On the 8th, Sygnum pointed out through its official blog that Solana's revenue structure is too dependent on meme coins, making it difficult to attract the interest of institutional investors.
Sygnum said, “Currently, the overall market sentiment towards Ethereum is not good,” but added, “The medium-term outlook is based not on emotion, but on the traditional financial institutions.”
"The decision will be based on which platform the blockchain will choose," he said. "Ethereum continues to have a strong reputation for security, stability, and sustainability.
"Solana is overly concentrated in the meme coin division, which is a key area of profit stability," he said.
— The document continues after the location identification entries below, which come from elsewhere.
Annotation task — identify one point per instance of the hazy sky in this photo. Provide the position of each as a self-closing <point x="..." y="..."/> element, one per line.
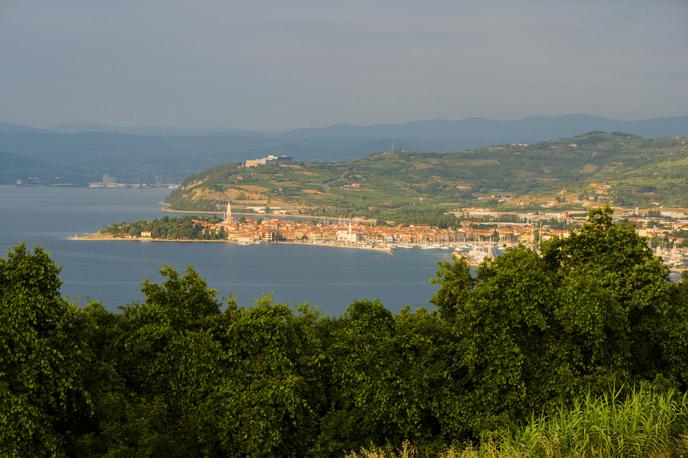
<point x="301" y="63"/>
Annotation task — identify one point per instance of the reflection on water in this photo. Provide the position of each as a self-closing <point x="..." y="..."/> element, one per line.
<point x="112" y="271"/>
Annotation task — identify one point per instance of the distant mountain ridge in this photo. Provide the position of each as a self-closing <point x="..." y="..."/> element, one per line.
<point x="479" y="132"/>
<point x="596" y="167"/>
<point x="143" y="153"/>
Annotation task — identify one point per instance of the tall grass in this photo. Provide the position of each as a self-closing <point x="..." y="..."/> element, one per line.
<point x="635" y="423"/>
Based on this, he concluded that the reason why Solana’s valuation is lower than Ethereum’s is that it reflects the market’s assessment of the difference in the composition of revenue streams.
In addition, Solana is ahead of Ethereum in fee revenue share at Layer 1, but “most of the fees are paid to validators, and the value of the Solana token itself is
"It will not lead to a price increase," he added. In fact, Ethereum's total revenue is still 2 to 2.5 times that of Solana.
Sygnum believes that Solana's tokenomics is more flexibly adjustable than Ethereum's.
While acknowledging this, he cited the example of the community rejecting a proposal to reduce the SOL inflation rate last March, saying that "there is not enough will to increase the value of the token."
However, Sygnum believes that Solana is gradually increasing the size of assets locked up in the decentralized finance (DeFi) ecosystem and that it will be able to use tokenization and stablecoins in the future.
He predicted that if it could secure a more stable revenue base like Ethereum, it could catch up with Ethereum.